Maria Henry
About Maria Henry
Maria Henry, age 58, is an independent director of NIKE, Inc. (NKE) serving since 2023, with deep CFO experience across consumer staples and PE portfolio companies and early-career training at General Electric . She currently serves on NIKE’s Audit & Finance Committee and is designated an “audit committee financial expert” by the Board . The Board affirmatively determined she is independent under NYSE rules .
Past Roles
| Organization | Role | Tenure | Committees/Impact |
|---|---|---|---|
| Kimberly-Clark Corporation | Chief Financial Officer; later EVP & Senior Advisor | CFO 2015–2022; Advisor Apr 2022–Sep 2022 | Led finance at a global CPG company; public-company CFO experience |
| Hillshire Brands (Sara Lee) | EVP & CFO; CFO, North America Retail & Foodservice | 2012–2014; 2011–2012 | Large-scale carve-out and operating finance leadership |
| Clayton, Dubilier & Rice portfolio cos. (incl. Culligan International) | EVP & CFO | Prior to 2011 | PE portfolio finance/strategy leadership |
| General Electric | Finance roles | Early career | Foundational finance training |
External Roles
| Organization | Role | Tenure | Committees/Impact |
|---|---|---|---|
| General Mills, Inc. | Director | Current | Public company board oversight (consumer staples) |
| NextEra Energy, Inc. | Director | Current | Public company board oversight (utilities/energy) |
| Kimberly-Clark de México | Director | Feb 2016–Mar 2022 | Cross-border board experience in CPG |
Board Governance
- Committee assignment: Audit & Finance Committee; meetings in FY2025: 12; Henry and Swan are “audit committee financial experts” .

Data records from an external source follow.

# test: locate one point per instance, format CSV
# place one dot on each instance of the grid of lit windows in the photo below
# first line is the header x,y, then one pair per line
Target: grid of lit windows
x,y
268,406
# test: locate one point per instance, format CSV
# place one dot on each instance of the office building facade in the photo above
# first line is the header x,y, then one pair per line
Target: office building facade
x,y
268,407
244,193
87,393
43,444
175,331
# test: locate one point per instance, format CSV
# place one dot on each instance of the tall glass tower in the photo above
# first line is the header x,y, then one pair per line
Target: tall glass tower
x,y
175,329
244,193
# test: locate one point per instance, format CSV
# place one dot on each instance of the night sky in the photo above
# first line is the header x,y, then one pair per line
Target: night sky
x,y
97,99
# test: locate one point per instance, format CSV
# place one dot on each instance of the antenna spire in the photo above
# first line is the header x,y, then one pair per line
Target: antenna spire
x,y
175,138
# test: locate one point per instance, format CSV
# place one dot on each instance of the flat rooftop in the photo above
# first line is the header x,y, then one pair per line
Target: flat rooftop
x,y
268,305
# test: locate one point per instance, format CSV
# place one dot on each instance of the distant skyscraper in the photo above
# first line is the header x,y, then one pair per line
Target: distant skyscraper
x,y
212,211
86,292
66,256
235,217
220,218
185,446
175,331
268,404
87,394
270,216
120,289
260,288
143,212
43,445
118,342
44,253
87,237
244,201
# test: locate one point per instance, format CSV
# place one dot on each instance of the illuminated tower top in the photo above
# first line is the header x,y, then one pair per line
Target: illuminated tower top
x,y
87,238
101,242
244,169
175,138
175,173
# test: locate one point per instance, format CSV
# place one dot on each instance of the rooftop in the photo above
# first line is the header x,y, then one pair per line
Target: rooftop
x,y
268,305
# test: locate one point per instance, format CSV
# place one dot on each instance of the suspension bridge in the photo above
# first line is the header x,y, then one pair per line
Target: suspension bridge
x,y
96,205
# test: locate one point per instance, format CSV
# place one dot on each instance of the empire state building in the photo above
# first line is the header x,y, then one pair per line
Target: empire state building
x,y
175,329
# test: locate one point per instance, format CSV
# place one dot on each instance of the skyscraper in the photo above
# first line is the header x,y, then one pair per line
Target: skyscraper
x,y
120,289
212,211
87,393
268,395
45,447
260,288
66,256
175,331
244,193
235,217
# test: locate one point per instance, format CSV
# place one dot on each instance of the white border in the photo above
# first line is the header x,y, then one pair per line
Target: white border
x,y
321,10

- Independence: Board determined Henry is independent; categorical thresholds applied; no material relationships identified for her .
- Attendance: In FY2025 the Board held four meetings; all incumbent directors attended at least 75% of Board and relevant committee meetings; all directors then-serving attended the 2024 annual meeting .
- Audit & Finance remit includes oversight of financial reporting integrity, internal controls, capital deployment, cybersecurity/data protection, compliance, and risk management processes .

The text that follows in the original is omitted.